As a teenager living in Kentucky, state Sen. Mona Das went to her father’s office, where he worked in the aluminum industry. He held up a can, and proudly said that within 60 days it would be recycled into a new one.

Reusing plastic to make new containers has long been much tougher. A bill to make it easier, introduced by Das this session, has been passed by the Legislature and Gov. Jay Inslee is expected to sign it into law.

State Senate Bill 5022 would require plastic containers for beverages, household cleaning products and personal care products sold in Washington state to contain up to 50% post-consumer-use recycled content by 2031, and also up the content of recycled material in plastic garbage bags.

The bill includes a detailed definition of producers who are responsible for meeting the standards, and Das is hoping it can serve as a model for other states to pass legislation to require greater use of recycled plastics.

“We have the technology. We just need the will to make this happen,” said Das, a Democrat from Kent who was elected to the Legislature in 2019.

The bill also seeks to cut down on the use of plastic straws, utensils, condiment packages and cold-cup lids. It forbids food services to provide them as automatic add-ons to carry-out orders. Instead, they only can offer them on request, or put them out on a counter for self-serve.


And the bill will ban, by June 2024, the use of polystyrene foam in Washington food service containers, as well as in packaging peanuts and coolers. This type of plastic often cannot be recycled in Washington commercial facilities because it may be fouled by food waste.

“We’re trying to get the problematic stuff out of the system, and then fix the system that remains,” said Heather Trim, executive director of Zero Waste Washington, which was part of a coalition of environmental groups that worked on policy for the bill.

Senate Bill 5022 is part of a broader governmental struggle in the U.S. and elsewhere to reduce plastic pollution that in the 21st century has emerged as a global problem. Many plastic products are used only briefly, then discarded, and may linger in the environment for centuries. In the ocean, a dumping ground for massive amounts of plastics, these compounds break down into tiny particles ingested by sea life.

Some big corporations that market products in plastic containers already are pledging to up the amount of recycled materials, and the Washington state bill is intended to help make sure that actually happens, according to Das.
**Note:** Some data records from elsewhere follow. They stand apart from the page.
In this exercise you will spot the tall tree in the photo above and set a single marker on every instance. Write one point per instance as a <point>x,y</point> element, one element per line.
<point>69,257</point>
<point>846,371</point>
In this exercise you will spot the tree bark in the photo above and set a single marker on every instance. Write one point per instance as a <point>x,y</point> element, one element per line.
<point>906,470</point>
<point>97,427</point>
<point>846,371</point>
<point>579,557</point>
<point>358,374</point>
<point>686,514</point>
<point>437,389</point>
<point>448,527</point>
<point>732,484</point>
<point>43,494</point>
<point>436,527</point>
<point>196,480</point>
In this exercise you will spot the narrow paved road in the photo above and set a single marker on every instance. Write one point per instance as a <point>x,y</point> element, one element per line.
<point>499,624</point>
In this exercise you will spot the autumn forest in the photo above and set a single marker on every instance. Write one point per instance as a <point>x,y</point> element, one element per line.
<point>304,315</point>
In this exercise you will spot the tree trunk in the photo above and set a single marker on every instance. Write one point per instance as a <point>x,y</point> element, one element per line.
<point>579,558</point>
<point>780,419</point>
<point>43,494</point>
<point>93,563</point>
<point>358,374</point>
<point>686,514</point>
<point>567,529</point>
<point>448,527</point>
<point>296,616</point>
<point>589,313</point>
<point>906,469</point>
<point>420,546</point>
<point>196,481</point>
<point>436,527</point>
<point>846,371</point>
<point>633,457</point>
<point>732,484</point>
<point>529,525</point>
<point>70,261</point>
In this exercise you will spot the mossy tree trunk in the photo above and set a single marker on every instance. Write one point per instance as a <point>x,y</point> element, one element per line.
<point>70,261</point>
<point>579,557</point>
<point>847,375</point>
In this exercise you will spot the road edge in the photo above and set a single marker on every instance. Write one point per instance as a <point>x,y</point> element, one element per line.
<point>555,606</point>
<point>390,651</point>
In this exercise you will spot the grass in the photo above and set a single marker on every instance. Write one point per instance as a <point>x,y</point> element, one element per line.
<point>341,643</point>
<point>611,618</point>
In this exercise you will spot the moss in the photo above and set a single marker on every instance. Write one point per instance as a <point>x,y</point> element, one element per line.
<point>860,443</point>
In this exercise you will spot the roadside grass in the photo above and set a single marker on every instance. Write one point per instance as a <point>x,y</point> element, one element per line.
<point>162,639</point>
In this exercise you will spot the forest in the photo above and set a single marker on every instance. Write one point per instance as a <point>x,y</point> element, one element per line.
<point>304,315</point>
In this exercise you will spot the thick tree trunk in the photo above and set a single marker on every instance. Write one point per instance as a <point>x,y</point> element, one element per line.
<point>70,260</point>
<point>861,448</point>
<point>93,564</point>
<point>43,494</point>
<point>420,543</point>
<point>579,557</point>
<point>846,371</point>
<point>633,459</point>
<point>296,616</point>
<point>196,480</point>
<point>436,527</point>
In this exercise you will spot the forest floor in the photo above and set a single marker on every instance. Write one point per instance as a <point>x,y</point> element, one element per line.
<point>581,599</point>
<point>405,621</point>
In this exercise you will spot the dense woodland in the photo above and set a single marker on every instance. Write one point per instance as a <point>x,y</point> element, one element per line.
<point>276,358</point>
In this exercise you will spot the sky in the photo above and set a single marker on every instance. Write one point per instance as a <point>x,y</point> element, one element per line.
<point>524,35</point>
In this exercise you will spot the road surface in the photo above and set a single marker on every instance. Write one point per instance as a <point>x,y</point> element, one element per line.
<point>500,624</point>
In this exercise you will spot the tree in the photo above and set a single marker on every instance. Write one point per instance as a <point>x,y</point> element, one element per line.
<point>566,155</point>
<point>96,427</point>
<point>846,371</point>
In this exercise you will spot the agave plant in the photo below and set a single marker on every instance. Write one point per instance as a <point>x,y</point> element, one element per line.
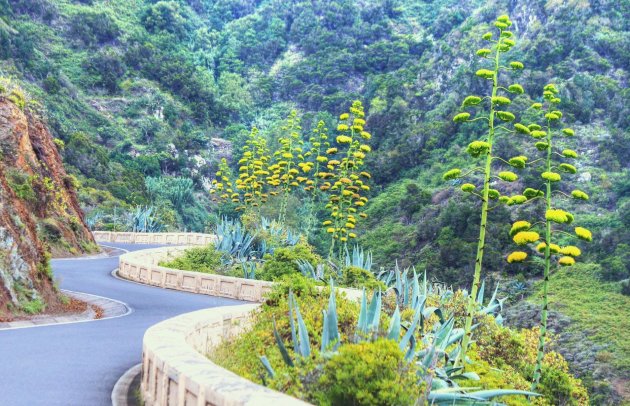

Recyclers have pushed for such standards to help improve markets after a tumultuous few years. A big shock came in 2017 as China announced sharp restrictions on imports of recycled materials by imposing tough new limits on the amounts of allowable food contamination.

Since then, recyclers in Washington and elsewhere have struggled to find profitable markets for many of the materials they collect. And state recyclers pushed Das and other legislators to broaden the scope of the bill’s recycling content that in an earlier draft only set standards for beverage bottles.


“We think that increasing recycled content in products is the single biggest thing we can do to promote the recycling of plastics,” said Brad Lovaas, executive director of the Washington Refuse & Recycling Association. “We need the plastics industry to buy back the stuff we collect.”

Peter Keller, vice president of Republic Services, a major recycling and waste disposal company and an association member, called the Washington legislation “one of the first comprehensive bills to address demand for recycled materials through mandated minimum content.”

The final version of the bill also gained the support of AMERIPEN, a trade group that includes manufacturers, some of whom have already pledged to use 25 to 30% recycled content in containers by 2025, according to Dan Felton, the group’s executive director.

The bill’s 50% recycled goal by 2031 is a “bit of a stretch” but not unreachable, Felton said.

Brad Boswell, executive director of the Washington Beverage Association, said that his group supported Senate Bill 5022. But his members think they could have trouble securing enough recycled plastic beverage bottles to meet the standards. That’s because demand is strong for these recycled bottles, which can be ground up for use in clothing, carpets and other products. When that happens, they don’t come back to beverage companies.

“This is a significant concern for us, and we have to improve our collection system,” Boswell said.

Correction: An earlier version of this story incorrectly described coolers, food service containers and packaging peanuts as Styrofoam. These products are polystyrene foam, not Styrofoam, which is a rigid foam insulation used in pipes, motorhomes, tunnels and other applications and is not subject to the state’s phase out.